We initiated this scenario -
1) Pause Sync for 2 hours.
2) Edit any document on local computer in the synced folder (do not enable sync back on, to simulate pending changes)3) Uninstall
4) Wipe OneDrive from Appdata/Local/Microsoft/OneDrive and from registry HKEY_CURRENT_USER/Software/Microsoft/OneDrive
5) Reboot the PC.
6) Run the install of any version of the new OneDrive
7) Run the registry file, that enables preview.
8) Sync all the files.
What happened further - Files, that were mismatched, e.g., edited but not synced previously, had the red X circle on them (sync error), when opening the document, the second it was opened, it overwrites the exact document in cloud completely. Thus rendering any edits in cloud directly discarded whilst the Sync was not working.
So in a scenario, when 10 people have edited the same document locally from OneDrive synced folder.

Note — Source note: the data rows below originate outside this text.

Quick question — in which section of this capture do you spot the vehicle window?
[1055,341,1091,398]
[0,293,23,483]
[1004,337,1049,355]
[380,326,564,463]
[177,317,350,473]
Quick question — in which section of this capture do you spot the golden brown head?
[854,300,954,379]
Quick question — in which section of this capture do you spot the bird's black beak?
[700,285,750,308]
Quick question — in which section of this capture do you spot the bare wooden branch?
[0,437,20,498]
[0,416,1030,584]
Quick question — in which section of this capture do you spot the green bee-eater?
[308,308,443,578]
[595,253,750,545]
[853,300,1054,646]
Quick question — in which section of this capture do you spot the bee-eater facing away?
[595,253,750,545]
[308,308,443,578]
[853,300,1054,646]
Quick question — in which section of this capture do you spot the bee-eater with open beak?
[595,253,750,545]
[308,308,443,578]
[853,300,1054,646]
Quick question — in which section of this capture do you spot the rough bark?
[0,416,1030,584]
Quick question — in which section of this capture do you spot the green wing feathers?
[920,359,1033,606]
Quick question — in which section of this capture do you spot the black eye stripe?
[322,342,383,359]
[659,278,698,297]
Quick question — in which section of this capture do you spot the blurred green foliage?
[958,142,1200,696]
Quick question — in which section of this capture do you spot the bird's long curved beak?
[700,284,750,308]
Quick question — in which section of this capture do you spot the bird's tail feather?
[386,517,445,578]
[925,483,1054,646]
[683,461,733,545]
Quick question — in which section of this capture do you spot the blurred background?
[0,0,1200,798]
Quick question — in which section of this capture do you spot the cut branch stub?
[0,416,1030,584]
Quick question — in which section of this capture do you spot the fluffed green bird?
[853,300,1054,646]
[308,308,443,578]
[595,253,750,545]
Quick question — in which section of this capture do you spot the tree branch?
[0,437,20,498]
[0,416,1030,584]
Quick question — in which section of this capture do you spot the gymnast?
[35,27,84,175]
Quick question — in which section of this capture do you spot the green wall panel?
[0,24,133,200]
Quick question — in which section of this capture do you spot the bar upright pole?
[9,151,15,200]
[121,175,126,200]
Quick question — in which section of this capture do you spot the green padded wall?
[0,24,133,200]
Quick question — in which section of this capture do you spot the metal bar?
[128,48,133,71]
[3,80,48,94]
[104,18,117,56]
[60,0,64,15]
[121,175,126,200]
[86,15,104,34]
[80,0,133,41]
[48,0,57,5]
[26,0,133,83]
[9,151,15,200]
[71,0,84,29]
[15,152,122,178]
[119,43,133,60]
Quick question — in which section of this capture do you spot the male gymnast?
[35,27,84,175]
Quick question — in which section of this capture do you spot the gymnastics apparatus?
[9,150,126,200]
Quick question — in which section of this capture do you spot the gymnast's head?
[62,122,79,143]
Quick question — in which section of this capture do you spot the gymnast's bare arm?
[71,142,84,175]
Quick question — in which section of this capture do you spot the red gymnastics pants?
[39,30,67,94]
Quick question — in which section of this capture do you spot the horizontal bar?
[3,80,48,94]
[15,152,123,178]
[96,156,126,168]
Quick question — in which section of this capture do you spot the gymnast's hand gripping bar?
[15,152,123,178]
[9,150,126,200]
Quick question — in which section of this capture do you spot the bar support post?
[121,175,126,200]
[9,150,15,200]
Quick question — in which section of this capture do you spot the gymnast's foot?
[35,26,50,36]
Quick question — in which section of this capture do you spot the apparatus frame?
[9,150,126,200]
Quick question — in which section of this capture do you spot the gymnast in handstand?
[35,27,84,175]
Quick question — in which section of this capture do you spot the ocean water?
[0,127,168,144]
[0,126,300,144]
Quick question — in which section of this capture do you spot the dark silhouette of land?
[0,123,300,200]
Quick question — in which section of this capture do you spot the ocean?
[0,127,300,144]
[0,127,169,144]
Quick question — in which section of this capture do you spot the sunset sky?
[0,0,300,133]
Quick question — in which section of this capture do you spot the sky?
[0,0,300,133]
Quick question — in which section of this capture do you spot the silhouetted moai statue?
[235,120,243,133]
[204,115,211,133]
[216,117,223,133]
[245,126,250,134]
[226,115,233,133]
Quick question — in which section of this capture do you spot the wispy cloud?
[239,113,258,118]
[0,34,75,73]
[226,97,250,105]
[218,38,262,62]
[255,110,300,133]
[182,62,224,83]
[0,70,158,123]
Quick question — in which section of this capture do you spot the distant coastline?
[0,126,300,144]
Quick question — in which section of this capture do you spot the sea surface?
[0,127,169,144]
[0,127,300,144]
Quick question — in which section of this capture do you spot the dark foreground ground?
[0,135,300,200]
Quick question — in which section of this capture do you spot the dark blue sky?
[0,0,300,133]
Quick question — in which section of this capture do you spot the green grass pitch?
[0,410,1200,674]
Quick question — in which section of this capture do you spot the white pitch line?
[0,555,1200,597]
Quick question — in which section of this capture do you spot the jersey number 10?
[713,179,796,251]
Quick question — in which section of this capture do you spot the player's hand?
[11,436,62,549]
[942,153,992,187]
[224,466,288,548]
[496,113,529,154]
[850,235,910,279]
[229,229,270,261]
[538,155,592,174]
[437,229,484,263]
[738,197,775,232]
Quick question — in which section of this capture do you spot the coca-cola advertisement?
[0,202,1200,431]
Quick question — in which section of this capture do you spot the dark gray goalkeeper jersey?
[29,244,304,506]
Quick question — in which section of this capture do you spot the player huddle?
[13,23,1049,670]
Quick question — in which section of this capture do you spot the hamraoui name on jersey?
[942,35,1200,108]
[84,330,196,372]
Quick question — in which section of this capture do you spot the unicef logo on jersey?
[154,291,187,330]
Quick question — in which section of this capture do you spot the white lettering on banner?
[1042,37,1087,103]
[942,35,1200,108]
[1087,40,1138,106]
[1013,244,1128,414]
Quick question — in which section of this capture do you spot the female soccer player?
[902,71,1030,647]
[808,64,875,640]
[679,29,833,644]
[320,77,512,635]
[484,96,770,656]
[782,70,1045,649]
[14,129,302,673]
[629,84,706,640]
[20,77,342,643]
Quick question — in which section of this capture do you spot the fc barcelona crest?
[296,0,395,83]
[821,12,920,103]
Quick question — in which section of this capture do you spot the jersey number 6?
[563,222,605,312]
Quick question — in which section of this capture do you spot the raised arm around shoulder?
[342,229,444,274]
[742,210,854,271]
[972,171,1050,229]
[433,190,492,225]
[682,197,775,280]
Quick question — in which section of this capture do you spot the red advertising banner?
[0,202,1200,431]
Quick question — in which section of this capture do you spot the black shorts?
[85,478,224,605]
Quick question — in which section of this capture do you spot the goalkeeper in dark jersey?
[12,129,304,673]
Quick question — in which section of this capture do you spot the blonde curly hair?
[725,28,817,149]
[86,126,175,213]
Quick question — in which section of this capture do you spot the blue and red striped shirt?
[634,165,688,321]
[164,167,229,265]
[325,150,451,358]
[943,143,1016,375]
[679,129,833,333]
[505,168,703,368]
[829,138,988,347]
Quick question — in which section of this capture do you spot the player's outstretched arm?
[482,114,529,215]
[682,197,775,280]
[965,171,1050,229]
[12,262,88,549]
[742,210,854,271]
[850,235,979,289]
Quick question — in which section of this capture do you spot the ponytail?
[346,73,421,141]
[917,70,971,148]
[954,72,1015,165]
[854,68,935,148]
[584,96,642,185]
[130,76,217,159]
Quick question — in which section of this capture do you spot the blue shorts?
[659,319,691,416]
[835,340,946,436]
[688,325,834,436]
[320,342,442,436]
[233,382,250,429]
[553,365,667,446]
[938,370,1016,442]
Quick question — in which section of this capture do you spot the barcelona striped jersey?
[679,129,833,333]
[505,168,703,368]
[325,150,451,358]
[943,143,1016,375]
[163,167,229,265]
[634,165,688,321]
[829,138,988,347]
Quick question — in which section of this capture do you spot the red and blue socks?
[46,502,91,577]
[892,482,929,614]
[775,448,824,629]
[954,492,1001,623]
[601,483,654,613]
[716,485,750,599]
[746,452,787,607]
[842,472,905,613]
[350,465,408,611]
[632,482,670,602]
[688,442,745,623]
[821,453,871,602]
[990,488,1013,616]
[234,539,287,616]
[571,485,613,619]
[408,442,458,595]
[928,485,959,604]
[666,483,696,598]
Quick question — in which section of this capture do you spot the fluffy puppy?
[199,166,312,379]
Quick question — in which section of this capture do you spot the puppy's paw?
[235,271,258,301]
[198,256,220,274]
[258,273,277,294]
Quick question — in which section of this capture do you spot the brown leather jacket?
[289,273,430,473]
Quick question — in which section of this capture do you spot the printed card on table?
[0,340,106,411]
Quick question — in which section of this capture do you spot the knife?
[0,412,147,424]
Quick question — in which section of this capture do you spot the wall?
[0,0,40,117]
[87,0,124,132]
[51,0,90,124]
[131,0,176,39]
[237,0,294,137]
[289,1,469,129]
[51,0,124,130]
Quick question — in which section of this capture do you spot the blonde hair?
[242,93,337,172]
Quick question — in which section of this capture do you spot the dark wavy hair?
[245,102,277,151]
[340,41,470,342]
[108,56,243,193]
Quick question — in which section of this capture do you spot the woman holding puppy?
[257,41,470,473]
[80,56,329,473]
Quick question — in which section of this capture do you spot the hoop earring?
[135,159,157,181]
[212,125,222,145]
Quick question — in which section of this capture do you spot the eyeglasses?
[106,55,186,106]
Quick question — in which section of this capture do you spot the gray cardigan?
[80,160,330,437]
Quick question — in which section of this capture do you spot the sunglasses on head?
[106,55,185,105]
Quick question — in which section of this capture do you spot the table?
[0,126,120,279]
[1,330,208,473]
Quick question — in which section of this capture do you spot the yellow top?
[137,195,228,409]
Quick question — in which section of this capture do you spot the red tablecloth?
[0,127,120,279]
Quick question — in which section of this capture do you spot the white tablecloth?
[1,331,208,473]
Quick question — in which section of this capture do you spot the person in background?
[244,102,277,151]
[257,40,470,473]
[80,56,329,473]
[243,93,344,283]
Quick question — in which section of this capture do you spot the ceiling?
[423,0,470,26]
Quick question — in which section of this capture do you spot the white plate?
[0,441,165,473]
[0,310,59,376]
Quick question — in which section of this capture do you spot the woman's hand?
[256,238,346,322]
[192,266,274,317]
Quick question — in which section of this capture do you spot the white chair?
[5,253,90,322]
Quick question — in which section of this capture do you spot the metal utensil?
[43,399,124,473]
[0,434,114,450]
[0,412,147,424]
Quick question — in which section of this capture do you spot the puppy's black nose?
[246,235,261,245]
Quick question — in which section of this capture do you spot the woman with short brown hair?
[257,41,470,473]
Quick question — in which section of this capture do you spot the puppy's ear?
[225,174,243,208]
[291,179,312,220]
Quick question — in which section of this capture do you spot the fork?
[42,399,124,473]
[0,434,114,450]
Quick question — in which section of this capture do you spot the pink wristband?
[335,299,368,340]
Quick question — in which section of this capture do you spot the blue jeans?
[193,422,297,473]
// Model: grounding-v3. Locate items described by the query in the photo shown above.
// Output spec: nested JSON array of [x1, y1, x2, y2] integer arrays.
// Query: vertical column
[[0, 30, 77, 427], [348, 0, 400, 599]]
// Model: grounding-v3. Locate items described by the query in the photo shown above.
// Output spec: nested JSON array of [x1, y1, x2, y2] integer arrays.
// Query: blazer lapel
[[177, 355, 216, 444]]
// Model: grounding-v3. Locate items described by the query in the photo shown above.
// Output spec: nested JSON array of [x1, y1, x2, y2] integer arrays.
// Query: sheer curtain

All of them had issues with Sync afterward, a reinstall would not merge all the 11 versions (including the original), it would overwrite with a version from the person that performs the last sucessfull Sync.
Therefore Reinstalling OneDrive is no-go scenario.
Going to atempt to change OneDrive version via registry on a user account when they Sync is actually broken, since I cannot replicate the sync issue on any other computer.
- Rob-CTLJan 04, 2017Iron Contributor
Deleted I see your problem there. You are correct in the old days with the Groove client if you disconnected a SP library and reconnected it would generally create a new folder on the local PC and sync into there. Any documents that hadn't sync'd before you broke the initial connection wouldn't get sync'd back. With the new client you can point OneDrive to use the same folder that was used in the previous sync and it "should" sync everything which means any docs that were only on the local PC would get sync'd back. Now I must stress I've not tested this so I don't know how reliably this will work so if you were to go down this route I'd do some testing first with test user.
- DeletedJan 04, 2017
Rob-CTL I really do not want to do that, because I am worried that all the unsynced changes made by the users, that have not uploaded to the Sharepoint, will disappear and everything will be lost.
E.g., let's say each user has 20 files pending upload to cloud. If I reinstall OneDrive completely, they don't get uploaded. Do they?
So a reinstall might be a no-go.
Curious thing though, I've set up the same sync with a global admin account, and I see files being downloaded as I write this. Going to try with a user account when possible.